Are you under financial pressure, or do you just want something better? How close are you to making ends meet? If you’re $5000 short on your monthly mortgage payments, renting probably won’t help. However, if you’re fairly close to even, and you just need to buy some time to get back on your feet, you may be able to rent your way out of the hole. You don’t need to cover your whole mortgage, either—just enough to continue making payments while you rent a different home. If you’re able to make payments already, renting out your existing home (even at a loss) while you rent a “tester” home or apartment in your ideal neighborhood can give you another 12-24 months to build equity while you scout out the perfect location for your long-term purchase.

Needs versus Wants

Of course, renting your current home only works if you move into something less expensive. If you bought “too much house” on good credit and a dream, you can probably find something more reasonable. This may well involve moving to a less desirable neighborhood, having the kids share a room for a year, or increasing your daily commute, but saving your credit, and possibly your home, are worth a bit of belt tightening.

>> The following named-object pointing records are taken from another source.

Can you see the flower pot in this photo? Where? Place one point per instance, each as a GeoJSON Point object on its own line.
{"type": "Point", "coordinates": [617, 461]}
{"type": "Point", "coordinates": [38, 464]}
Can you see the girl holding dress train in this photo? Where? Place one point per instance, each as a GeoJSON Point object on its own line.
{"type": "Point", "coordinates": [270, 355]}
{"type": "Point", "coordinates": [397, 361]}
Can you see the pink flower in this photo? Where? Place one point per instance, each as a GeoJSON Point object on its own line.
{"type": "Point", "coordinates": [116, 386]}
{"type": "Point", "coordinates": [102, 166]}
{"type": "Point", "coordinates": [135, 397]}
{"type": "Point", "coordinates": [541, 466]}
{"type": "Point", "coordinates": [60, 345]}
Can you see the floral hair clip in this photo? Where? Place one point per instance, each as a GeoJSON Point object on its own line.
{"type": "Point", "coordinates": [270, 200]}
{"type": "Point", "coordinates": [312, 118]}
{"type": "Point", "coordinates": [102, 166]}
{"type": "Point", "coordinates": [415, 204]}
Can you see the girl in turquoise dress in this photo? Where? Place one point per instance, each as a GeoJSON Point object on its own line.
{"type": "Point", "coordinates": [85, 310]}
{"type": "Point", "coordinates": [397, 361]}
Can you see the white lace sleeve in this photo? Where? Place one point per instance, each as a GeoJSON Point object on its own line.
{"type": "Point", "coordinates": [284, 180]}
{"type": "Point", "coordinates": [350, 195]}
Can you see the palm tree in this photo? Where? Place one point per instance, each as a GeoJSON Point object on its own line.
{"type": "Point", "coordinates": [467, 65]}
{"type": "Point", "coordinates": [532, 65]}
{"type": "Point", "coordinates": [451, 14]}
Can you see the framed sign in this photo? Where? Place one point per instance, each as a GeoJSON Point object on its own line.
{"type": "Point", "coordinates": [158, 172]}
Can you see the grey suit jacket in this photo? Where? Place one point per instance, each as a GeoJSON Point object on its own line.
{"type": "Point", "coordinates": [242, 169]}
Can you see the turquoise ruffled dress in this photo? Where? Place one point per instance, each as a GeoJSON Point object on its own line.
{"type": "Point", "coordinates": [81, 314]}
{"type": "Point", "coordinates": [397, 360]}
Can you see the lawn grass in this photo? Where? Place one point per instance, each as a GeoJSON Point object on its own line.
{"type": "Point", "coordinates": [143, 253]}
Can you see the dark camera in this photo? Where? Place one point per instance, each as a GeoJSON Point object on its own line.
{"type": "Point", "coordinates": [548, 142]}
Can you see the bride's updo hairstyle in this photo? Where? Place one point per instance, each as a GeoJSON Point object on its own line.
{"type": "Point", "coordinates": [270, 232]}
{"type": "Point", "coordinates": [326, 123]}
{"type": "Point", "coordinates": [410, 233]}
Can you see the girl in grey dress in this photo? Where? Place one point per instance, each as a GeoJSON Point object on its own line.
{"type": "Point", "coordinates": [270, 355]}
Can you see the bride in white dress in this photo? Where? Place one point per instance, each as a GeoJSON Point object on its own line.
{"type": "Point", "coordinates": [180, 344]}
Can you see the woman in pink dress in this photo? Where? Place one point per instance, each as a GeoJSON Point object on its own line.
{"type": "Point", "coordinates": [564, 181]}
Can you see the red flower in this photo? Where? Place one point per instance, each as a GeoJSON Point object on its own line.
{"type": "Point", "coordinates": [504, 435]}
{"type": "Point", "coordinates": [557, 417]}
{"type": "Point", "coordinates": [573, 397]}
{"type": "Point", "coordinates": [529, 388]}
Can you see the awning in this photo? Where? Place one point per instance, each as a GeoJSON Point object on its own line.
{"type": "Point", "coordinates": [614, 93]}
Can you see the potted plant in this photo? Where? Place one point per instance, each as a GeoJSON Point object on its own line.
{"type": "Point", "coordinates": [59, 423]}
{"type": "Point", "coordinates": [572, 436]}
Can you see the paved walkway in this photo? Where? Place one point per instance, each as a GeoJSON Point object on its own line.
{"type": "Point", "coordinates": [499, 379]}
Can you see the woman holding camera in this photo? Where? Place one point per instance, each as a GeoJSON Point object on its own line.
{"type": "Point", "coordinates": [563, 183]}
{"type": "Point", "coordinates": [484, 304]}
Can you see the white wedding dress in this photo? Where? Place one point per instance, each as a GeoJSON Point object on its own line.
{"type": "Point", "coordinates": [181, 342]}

Rule 2: Don’t Forget Repairs

You may not have a lot of money, but you can’t ignore the basic laws of home selling. Buyers buy the house they see, not the house it can become. Most repairs and many upgrades more than pay for themselves, and if you don’t repair your home, there’s another one down the street in better shape. In Additions & Remodeling and Three Ways to Improve the Value of Your Home, we outlined low-cost, high-return improvements homeowners can make without contractors, expensive equipment, or construction expertise. Put them to use.

Rule 3: Always Ask a Realtor©

You may be tempted to sell your own property to save commission costs. Properly-executed, For Sale By Owner (FSBO) sales can save a substantial amount, and many homeowners sell their own homes every year.

It’s important to note that a large number of FSBO homes are sold by professionals who renovate and “flip” distressed homes for a living. These people have studied local market pricing and trends, and have invested significant amounts of time, expertise, and labor to bring their properties up to snuff. If you’re new to the seller’s market, we suggest you enlist the help of a licensed Realtor© In exchange for your commission, a Realtor© will price your home appropriately, promote your home to buyers you probably can’t reach, handle all the paperwork, and advise you of the financial implications of your decisions. Given their expertise, most Realtors© can sell a home for more than a layperson (particularly if you’re under time pressure), so your commission dollars will likely pay for themselves.